Kein Leistungssportler tritt auf dem Rennrad mit haarigen Beinen an. Wer rasiert, bringt seine Muskeln besser zur Geltung. Erst wenn die Beine gerodet sind, modelliert das Licht die feinen Nuancen in der Muskulatur, lenkt den Blick auf die lebende Plastik.

Rote und weiße Muskelfasern

Stark vereinfacht betrachtet, bestehen Muskeln aus zwei verschiedenen Fasertypen: den ausdauernden roten (Typ I) Fasern und den schnellkräftigen weißen (Typ II). Die weißen Fasern sind dicker, kräftiger und zucken schneller - gut für den Sprint. Die roten sind ausdauernder und speichern mehr Energie - gut für lange Strecken. Straßenfahrerbeine haben also in der Regel einen hohen Anteil an roten Fasern.

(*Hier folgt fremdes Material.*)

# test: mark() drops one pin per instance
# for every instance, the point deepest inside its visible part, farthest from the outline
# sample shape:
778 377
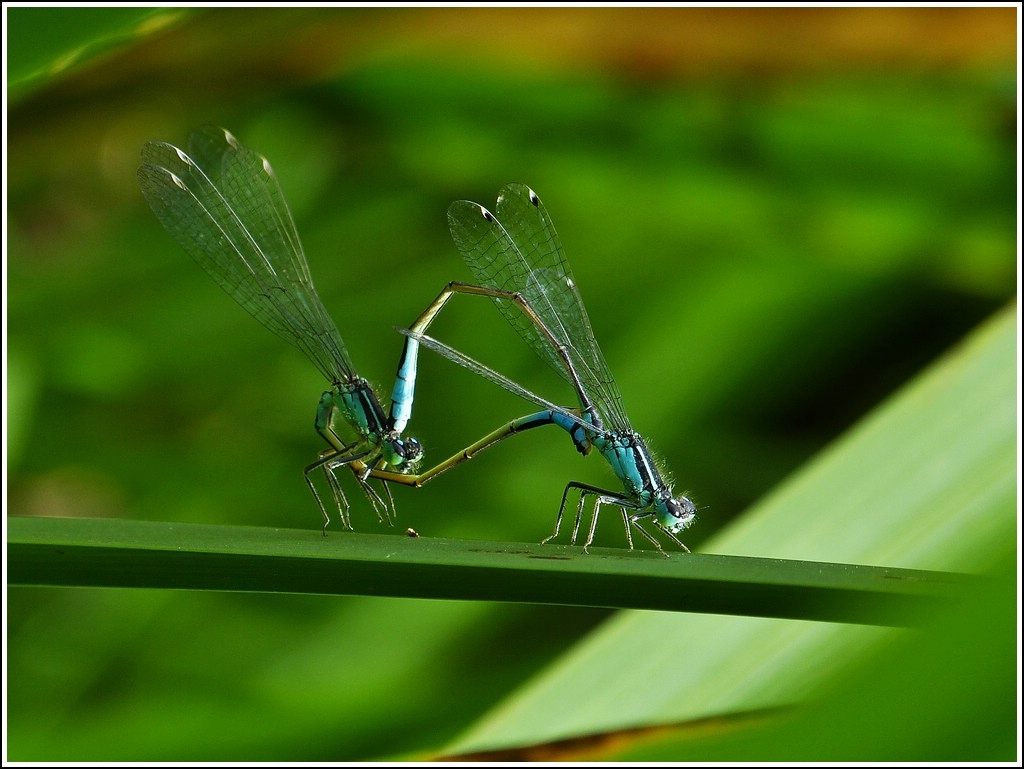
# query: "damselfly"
517 259
222 203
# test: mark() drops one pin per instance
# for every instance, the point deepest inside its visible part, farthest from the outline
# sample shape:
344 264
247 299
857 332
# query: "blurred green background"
776 218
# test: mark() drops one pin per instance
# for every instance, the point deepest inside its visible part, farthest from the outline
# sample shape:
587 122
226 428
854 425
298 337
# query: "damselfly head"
678 514
402 454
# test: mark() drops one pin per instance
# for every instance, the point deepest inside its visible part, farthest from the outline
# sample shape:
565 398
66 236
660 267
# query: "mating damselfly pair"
222 202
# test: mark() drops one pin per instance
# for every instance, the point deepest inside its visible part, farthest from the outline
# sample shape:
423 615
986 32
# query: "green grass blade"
142 554
928 480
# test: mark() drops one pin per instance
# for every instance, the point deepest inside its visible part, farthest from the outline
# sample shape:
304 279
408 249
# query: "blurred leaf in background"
776 218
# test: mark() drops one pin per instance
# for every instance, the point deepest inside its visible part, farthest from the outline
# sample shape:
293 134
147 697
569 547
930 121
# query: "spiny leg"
339 496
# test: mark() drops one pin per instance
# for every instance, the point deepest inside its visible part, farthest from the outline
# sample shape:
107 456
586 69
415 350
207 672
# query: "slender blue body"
516 255
222 203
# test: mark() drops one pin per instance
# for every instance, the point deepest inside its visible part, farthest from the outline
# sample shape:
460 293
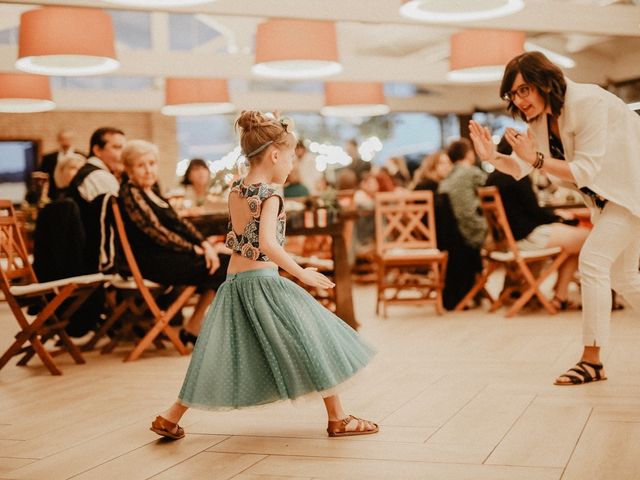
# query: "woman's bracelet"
539 160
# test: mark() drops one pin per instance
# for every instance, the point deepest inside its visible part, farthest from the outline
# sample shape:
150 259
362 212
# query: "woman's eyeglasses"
522 91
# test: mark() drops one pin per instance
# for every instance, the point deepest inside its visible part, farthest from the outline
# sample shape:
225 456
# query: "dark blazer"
48 165
520 204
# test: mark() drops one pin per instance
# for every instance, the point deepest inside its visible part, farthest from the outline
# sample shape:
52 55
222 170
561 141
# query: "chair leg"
71 347
46 358
161 323
479 285
534 286
102 331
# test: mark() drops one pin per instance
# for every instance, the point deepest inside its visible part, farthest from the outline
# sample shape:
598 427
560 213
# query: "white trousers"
608 260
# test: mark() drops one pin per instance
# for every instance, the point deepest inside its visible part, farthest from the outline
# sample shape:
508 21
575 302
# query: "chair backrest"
404 220
14 259
499 228
130 258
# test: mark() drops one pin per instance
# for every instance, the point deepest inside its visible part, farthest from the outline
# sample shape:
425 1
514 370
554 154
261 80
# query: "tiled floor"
462 396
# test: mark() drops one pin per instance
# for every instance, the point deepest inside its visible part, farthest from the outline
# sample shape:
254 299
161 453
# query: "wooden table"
216 224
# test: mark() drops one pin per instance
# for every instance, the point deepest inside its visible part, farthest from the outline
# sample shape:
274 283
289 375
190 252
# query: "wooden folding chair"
504 252
406 252
139 298
55 301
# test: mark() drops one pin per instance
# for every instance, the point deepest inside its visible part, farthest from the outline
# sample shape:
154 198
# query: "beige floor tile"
150 459
483 421
352 447
544 436
210 465
606 451
350 468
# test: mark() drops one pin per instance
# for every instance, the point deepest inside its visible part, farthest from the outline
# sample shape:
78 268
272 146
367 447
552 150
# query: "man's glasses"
522 91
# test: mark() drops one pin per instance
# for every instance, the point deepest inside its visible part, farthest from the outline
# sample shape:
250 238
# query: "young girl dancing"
266 339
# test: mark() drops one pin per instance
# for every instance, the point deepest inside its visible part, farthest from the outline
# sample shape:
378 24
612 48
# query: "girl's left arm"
270 246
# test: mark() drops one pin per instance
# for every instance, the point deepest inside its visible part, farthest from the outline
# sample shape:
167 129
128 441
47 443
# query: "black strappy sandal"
579 375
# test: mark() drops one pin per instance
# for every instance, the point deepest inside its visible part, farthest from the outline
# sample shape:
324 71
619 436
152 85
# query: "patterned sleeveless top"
247 243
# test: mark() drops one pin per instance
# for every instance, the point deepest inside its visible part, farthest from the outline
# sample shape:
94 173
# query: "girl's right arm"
270 247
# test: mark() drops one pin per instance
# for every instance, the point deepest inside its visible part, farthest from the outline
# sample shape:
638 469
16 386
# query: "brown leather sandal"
338 428
165 428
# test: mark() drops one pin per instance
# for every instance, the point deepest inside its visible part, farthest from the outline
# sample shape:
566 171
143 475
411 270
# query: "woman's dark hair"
459 149
194 163
504 147
539 72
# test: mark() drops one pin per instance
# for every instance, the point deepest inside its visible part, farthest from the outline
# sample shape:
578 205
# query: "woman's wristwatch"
539 160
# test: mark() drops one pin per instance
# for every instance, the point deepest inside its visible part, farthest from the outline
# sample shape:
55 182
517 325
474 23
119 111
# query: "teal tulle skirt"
265 339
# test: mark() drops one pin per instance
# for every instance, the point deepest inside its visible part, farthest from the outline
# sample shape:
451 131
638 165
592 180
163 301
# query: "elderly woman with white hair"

Tabelle: Muskelfasertypen und ihre Eigenschaften

Muskelfasertyp Eigenschaften Geeignet für
Typ I (rot) Ausdauernd, energiespeichernd Lange Strecken, Ausdauer
Typ II (weiß) Schnellkräftig, dick Sprints, explosive Bewegungen

Abschließend lässt sich sagen, dass Krafttraining eine unverzichtbare Ergänzung für Radfahrerinnen ist, um die Leistung zu steigern, Verletzungen vorzubeugen und die allgemeine Fitness zu verbessern. Durch die Berücksichtigung der individuellen physiologischen Unterschiede und des Menstruationszyklus kann ein effektives und maßgeschneidertes Trainingsprogramm erstellt werden.